If P $\neq$ NP, then there is no polynomial time algorithm for some problems in NP, these are the “hardest” problems in the class NP and hence are called NP-complete problems.  The problems Knapsack-search, SAT, k-Colorings, TSP are all NP-complete, and there a ton of other NP-complete problems.
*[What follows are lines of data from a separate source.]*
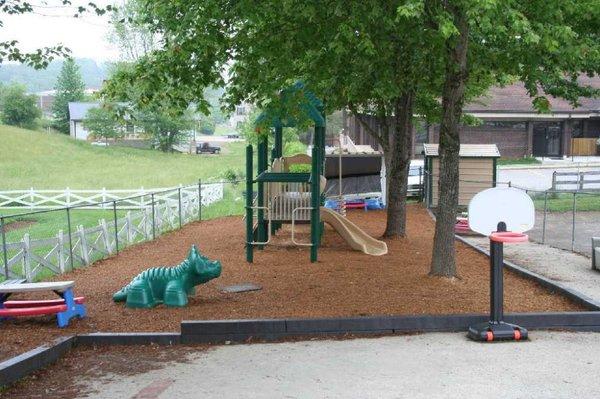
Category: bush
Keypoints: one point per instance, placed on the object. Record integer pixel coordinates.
(300, 168)
(233, 176)
(207, 127)
(17, 108)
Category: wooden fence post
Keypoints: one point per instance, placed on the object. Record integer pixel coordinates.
(147, 226)
(61, 251)
(105, 237)
(27, 257)
(85, 256)
(129, 229)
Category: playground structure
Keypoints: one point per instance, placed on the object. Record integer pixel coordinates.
(283, 196)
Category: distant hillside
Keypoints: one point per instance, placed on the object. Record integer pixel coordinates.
(56, 161)
(93, 74)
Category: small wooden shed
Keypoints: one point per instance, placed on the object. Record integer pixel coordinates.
(477, 171)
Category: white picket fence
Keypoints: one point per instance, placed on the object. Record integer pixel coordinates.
(29, 257)
(89, 199)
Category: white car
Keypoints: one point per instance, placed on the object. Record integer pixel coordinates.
(416, 176)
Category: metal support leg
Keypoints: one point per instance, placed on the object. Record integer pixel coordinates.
(73, 309)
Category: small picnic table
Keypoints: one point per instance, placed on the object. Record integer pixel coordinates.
(65, 308)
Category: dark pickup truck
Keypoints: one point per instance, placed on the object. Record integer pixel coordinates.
(206, 148)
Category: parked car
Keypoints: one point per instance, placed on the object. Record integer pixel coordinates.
(206, 148)
(416, 173)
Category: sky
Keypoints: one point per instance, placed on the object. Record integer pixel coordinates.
(52, 24)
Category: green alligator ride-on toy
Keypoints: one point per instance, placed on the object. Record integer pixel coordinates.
(169, 285)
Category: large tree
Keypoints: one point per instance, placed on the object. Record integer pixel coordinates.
(545, 44)
(69, 88)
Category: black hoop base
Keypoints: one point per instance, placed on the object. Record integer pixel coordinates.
(497, 331)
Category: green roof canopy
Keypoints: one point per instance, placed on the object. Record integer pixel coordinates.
(296, 102)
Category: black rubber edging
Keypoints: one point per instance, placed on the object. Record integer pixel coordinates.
(545, 282)
(129, 338)
(20, 366)
(219, 331)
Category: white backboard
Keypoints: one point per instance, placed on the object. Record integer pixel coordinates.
(501, 204)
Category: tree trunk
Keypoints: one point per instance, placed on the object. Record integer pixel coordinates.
(397, 158)
(443, 262)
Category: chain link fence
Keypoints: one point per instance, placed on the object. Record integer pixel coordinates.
(565, 219)
(36, 244)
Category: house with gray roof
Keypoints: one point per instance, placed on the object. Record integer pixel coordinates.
(77, 113)
(509, 120)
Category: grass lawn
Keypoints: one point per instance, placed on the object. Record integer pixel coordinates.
(54, 161)
(224, 129)
(518, 161)
(564, 202)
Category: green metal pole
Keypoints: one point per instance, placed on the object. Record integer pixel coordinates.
(249, 215)
(278, 146)
(262, 153)
(199, 199)
(116, 226)
(315, 200)
(4, 250)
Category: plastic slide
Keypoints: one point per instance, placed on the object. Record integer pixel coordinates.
(357, 238)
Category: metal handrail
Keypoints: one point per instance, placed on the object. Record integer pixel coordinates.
(310, 208)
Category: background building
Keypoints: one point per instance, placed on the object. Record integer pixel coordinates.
(510, 121)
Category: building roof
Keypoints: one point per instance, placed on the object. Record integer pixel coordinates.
(514, 98)
(77, 111)
(466, 150)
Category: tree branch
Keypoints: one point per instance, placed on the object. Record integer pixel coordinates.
(372, 132)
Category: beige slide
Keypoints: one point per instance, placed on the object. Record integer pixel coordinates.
(357, 238)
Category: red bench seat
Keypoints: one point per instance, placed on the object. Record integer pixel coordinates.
(31, 304)
(33, 311)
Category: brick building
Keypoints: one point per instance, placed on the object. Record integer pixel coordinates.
(510, 121)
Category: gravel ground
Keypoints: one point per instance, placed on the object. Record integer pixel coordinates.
(551, 365)
(571, 269)
(559, 229)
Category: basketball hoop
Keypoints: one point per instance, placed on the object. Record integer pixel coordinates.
(508, 237)
(492, 212)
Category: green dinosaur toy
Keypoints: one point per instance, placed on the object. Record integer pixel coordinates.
(169, 285)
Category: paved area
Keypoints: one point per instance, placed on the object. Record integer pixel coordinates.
(539, 179)
(571, 269)
(551, 365)
(559, 231)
If we can solve one of these NP-Complete problems efficiently, then we can solve all of the rest efficiently.

To show SAT is NP-Complete, we need to prove:

1. SAT $\in$ NP (shown above)
2. For every problem A $\in$ NP, there is a reduction from A to SAT (A $\rightarrow$ SAT): Given a poly-time algorithm for SAT we can use it to get a poly-time algorithm for every problem A $\in$NP.  Thus, SAT is at least as hard as every other problem in NP.

Here we formally the notion of a reduction alluded to in the second part.

#### Definition: Reduction:

Consider a pair of problems A and B, e.g., A = MST, B = SAT or A = 2SAT, B = SCC.

$A \rightarrow B$ (or $A \leq B$) means A reduces to B:
If we can solve B in poly-time then we can use that algorithm for B as a black-box to solve A in poly-time.

Take input I from A:

1. define input f(I) for B
2. run black-box algorithm for B on f(I)
3. Given solution S for f(I) produce solution h(S) and given No for f(I) then output No for I.

Thus to reduce A to B, we need:

1. define f and h
2. prove that if S is a solution for f(I) then h(s) is a solution for I
3. prove that if there is no solution for f(I) then there is no solution for I

#### To prove NP-completeness:

Now we can use reductions to show the second part of the proof of NP-completeness for SAT.  That is, for any problem A in NP, we need to find a reduction from A to SAT.

Suppose we know SAT is NP-Complete somehow, which gives us for every problem A in NP, we have A $\rightarrow$ SAT.

And now we want to show Colorings is NP-Complete. Since we already know Colorings is NP, the remaining thing is to show for every problem A in NP, we have A $\rightarrow$ Colorings.  If we can show SAT $\rightarrow$ Colorings, then we have A $\rightarrow$ SAT $\rightarrow$ Colorings, and hence A $\rightarrow$ Colorings.

In general, if we want to prove a problem such as Colorings is NP-Complete, we need to show:

1. Colorings $\in$ NP
2. Find a known NP-Complete problem B and show that B $\rightarrow$ Colorings.